All Patagonia stores will be closed on Thanksgiving Day, a spokesperson confirmed for ThinkProgress.
When asked why the store decided not to join some that have opened on the holiday itself for Black Friday shopping, the spokesperson responded, “It’s a holiday — we’re closed!”
The company takes time off pretty seriously. It offers parents of both genders two months of paid parental leave, lets workers set their own hours while locking its doors at 8 p.m. on weekdays to keep them from stretching too long, grants two-month paid sabbaticals for employees to work on environmental projects, and everyone takes vacations. It also offers on-site child care and covers the full cost of health care.
Its resistance to opening on a holiday isn’t shared across the industry. Macy’s has announced that its stores will open at 6 p.m. on the holiday this year, two hours earlier than it opened last year. Walmart will be open all day. More will probably join, as at least ten other major chains had workers come in so Americans could shop on the national holiday.
But there are others who are taking the same route as Patagonia, deciding to stay closed. American Girl, Burlington, Dillard’s, Coscto, Nordstrom, and Patagonia competitor REI have all confirmed that they won’t open. Some have explicitly said it’s to allow workers to celebrate the holiday with friends and family. Costco it will be closed because, “Our employees work especially hard during the holiday season and we simply believe that they deserve the opportunity to spend Thanksgiving with their families.” Dillard’s explained, “We choose to remain closed on Thanksgiving in longstanding tradition of honoring of our customers’ and associates’ time with family.”

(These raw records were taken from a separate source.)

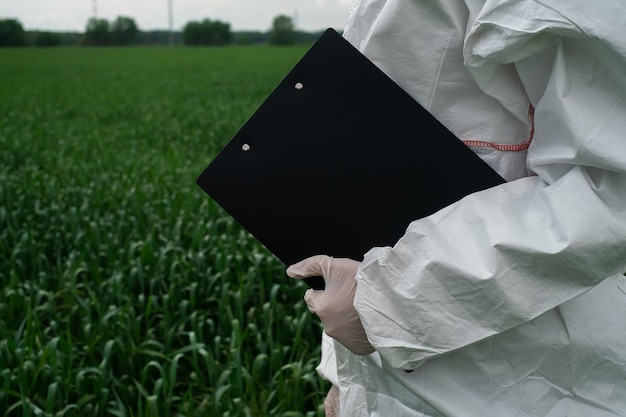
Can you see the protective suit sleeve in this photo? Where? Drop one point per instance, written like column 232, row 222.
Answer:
column 504, row 256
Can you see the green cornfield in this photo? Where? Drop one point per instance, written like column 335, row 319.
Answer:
column 126, row 291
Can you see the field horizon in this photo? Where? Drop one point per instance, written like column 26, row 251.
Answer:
column 126, row 291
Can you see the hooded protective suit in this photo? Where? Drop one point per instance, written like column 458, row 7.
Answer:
column 511, row 302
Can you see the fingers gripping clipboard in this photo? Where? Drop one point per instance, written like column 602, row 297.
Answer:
column 339, row 159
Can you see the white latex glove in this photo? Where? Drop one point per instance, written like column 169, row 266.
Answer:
column 334, row 304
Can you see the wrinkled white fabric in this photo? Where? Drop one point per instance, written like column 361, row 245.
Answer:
column 512, row 301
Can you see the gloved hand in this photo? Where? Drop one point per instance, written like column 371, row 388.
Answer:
column 331, row 403
column 333, row 305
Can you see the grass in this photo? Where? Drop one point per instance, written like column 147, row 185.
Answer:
column 125, row 291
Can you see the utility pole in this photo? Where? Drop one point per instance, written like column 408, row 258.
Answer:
column 171, row 21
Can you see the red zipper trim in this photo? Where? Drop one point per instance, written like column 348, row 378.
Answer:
column 507, row 147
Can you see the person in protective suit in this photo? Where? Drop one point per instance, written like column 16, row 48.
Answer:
column 511, row 301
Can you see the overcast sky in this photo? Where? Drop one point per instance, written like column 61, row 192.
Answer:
column 72, row 15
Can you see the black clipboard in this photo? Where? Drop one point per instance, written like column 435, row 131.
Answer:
column 339, row 159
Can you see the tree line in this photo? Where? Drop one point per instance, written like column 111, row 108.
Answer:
column 124, row 31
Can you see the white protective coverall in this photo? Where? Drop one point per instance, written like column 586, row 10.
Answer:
column 512, row 301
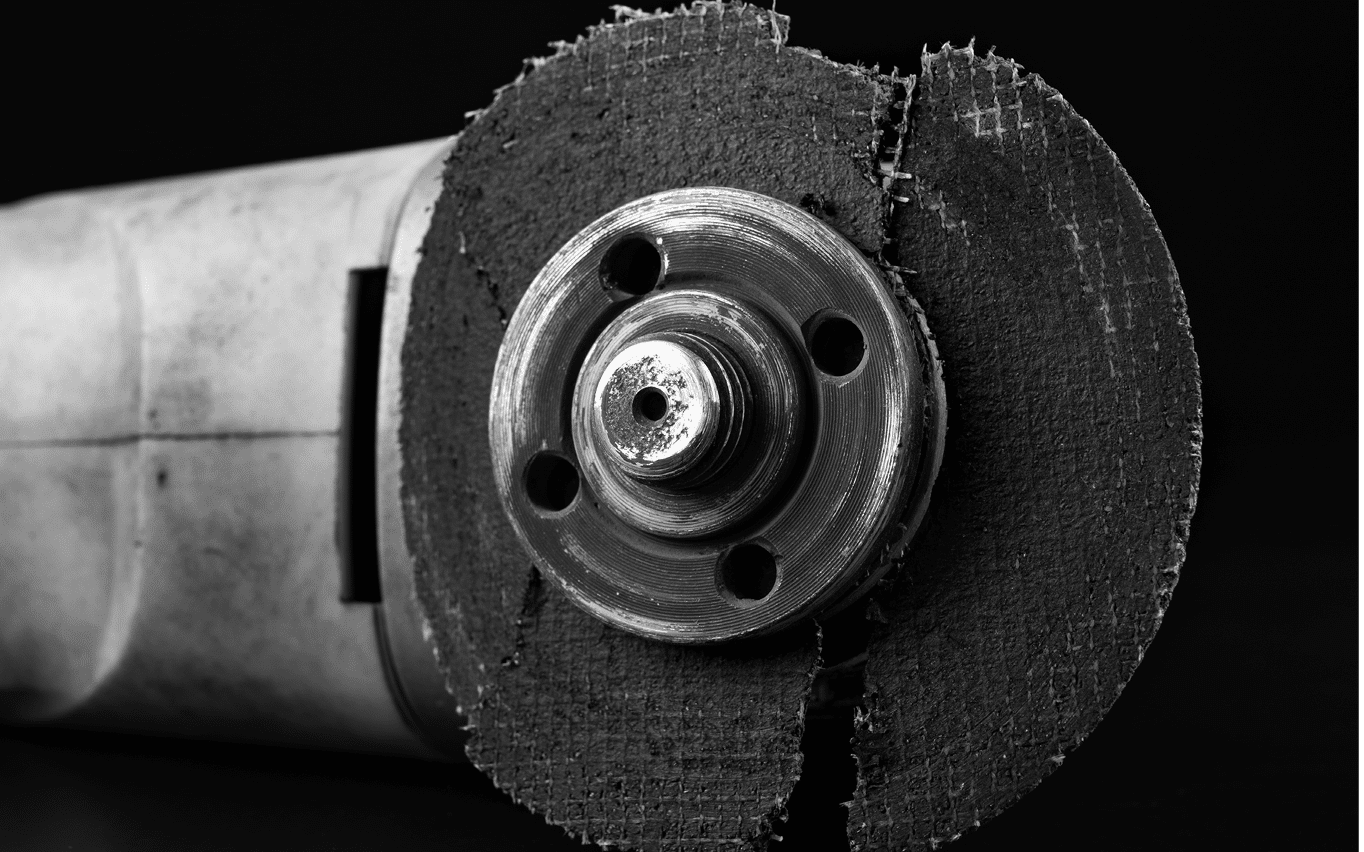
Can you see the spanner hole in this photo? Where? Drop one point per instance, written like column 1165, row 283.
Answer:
column 748, row 573
column 632, row 266
column 838, row 346
column 551, row 481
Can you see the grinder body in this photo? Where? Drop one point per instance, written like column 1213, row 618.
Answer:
column 180, row 363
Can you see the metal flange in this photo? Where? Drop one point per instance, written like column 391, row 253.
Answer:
column 711, row 417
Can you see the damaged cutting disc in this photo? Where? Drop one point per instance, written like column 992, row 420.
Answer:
column 1057, row 522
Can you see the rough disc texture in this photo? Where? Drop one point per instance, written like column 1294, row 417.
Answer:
column 1059, row 520
column 1060, row 515
column 618, row 739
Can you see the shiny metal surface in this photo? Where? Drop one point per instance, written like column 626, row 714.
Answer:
column 712, row 417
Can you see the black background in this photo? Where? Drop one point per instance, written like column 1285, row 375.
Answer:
column 1241, row 725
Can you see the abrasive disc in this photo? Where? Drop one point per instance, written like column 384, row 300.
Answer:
column 1057, row 522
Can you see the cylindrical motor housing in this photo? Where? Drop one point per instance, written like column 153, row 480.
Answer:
column 187, row 450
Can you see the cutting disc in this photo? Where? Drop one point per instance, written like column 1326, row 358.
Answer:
column 1059, row 520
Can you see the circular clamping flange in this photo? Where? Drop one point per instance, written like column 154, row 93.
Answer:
column 711, row 417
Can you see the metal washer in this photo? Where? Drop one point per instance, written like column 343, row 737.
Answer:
column 866, row 431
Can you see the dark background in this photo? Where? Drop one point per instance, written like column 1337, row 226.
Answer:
column 1241, row 725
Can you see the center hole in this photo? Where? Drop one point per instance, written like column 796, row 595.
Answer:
column 651, row 405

There’s likely little benefit of opening early. Opening on Thanksgiving Day doesn’t boost sales more than regular Black Friday shopping. Last year the vast majority of consumers said they wouldn’t shop on the holiday while half disapproved of the early openings.
And employees have little voice in whether stores decide to open. Twenty-one developed countries guarantee that all workers get paid holidays, but the United States doesn’t, leaving nearly a quarter in the private sector, and 45 percent in service jobs in particular, without the benefit. Last year some reported that their requests to take the day off were denied. Those volunteering for holiday shifts might not even be doing it because they don’t mind missing Thanksgiving dinner, but because their schedules are normally so erratic that they need the extra hours to get by.